The Australians planted Prosecco grapes (prior to the grape’s name change to Glera) in 1974 in the King Valley, as Caroline Brown, of Brown Brothers Wines in Milawa, Victoria, explains.

Pictured: Caroline and Katherine Brown, of Brown Brothers Wines

 

What led to you making a Prosecco and what year was that?

CB:  The first Australian plantings of the grape variety Prosecco were in the King Valley, Victoria, in 1974 by the Dal Zotto family.  Our family members have always had a fantastic relationship with other wine producers in the region. Many of the varieties we make have an Italian influence, so when the opportunity arose to grow prosecco, we jumped at it.

When was the first Brown Brothers Prosecco made?

CB:  We released our first Prosecco in 2008. In the beginning, it was very much an education piece, explaining what Prosecco is, how it’s made and why the King Valley is a premium prosecco growing region.  Now, nearly everyone knows what Prosecco is, it’s pretty much become part of the everyday vernacular, “Let’s catch up over a Prosecco.”

Where did Brown Brothers Prosecco begin?

CB:  Nearly all our new varieties start their life in our Kindergarten winery, including Prosecco.  The Kindergarten or Kinder is our experimental and innovation micro-winery.  It operates like a larger winery would, but on a smaller scale.

It’s  very hands on with small tanks and small amounts of grapes.  Each year we trial new varieties, and new winemaking methods.  Sometimes we find or create something amazing, other times we go back to the drawing board.

How much of your sales is Prosecco today percentage wise?

CB:  The Brown Brothers Prosecco range makes up nearly 20% of our company sales.

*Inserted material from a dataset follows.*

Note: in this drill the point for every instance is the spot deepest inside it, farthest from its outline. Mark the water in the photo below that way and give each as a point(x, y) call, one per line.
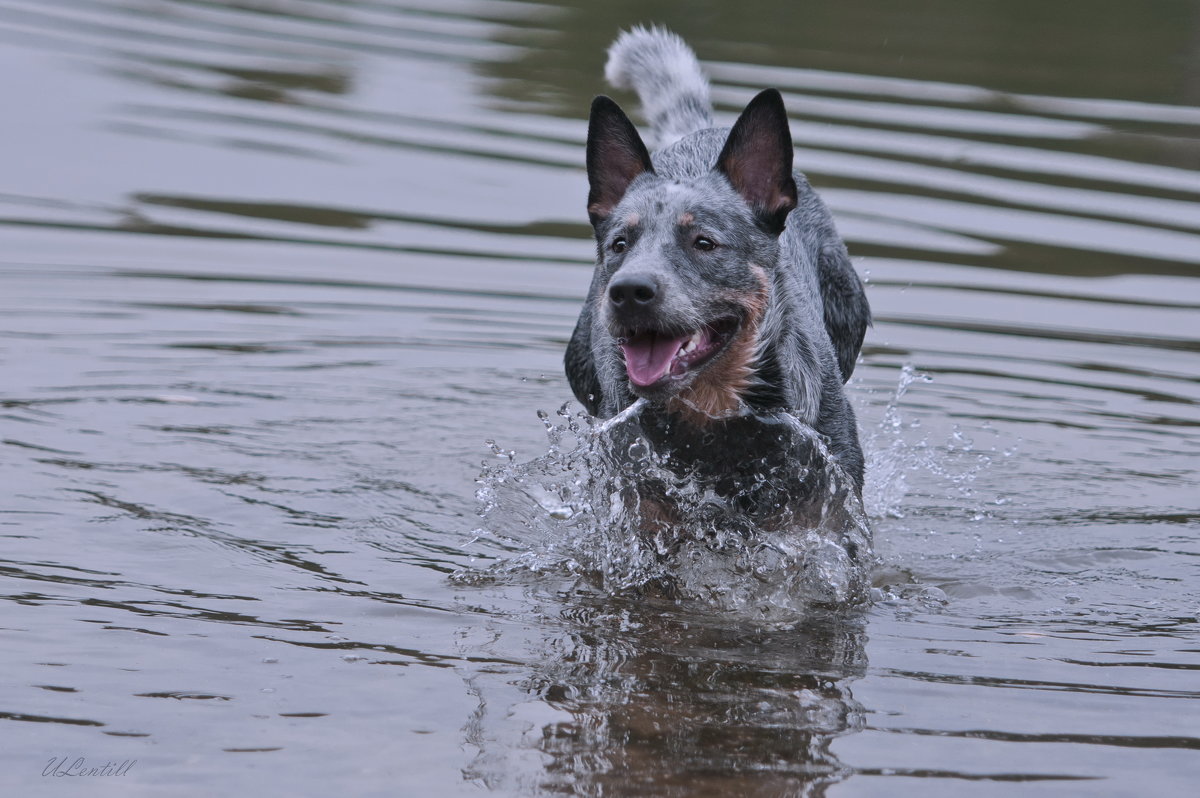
point(273, 274)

How come you are allowed to legally use the name Prosecco in Australia and New Zealand?

CB:  Prosecco is the name of a grape variety used to produce sparkling wine. Prosecco is a historically recognised grape variety, including by the Paris based, International Organisation of Vine and Wine (OIV).

 

  • In 2009, Italy changed the name of the Prosecco grape variety to Glera within the European Union (EU). Glera was virtually unknown and rarely used as an alternative name to describe the Prosecco grape variety in Italy.
  • Italy then registered Prosecco as a Geographical Indication (GI) in the EU, effectively shutting out wine imports labelled with the Prosecco grape variety from all other countries.
  • The Australian wine industry unreservedly rejects GI claims relating to Prosecco.
  • In 2013 the Australian wine industry successfully challenged an EU application to claim Prosecco as a GI in Australia.

What is the residual sugar in Brown Brothers Prosecco?

CB:  Our Prosecco NV and Prosecco Rose NV have 12 grams per litre of  residual sugar.  Consumers are definitely starting to look for a drier style Prosecco, which is great for us as the residual sugar hasn’t changed much over the years.

Any future plans with Prosecco at Brown Brothers?

We have recently launched our Limited Edition George Rose Prosecco in the New Zealand market, along with Prosecco Spritz.  We have also just launched Prosecco NV in a can with an exclusive retailer here in Australia.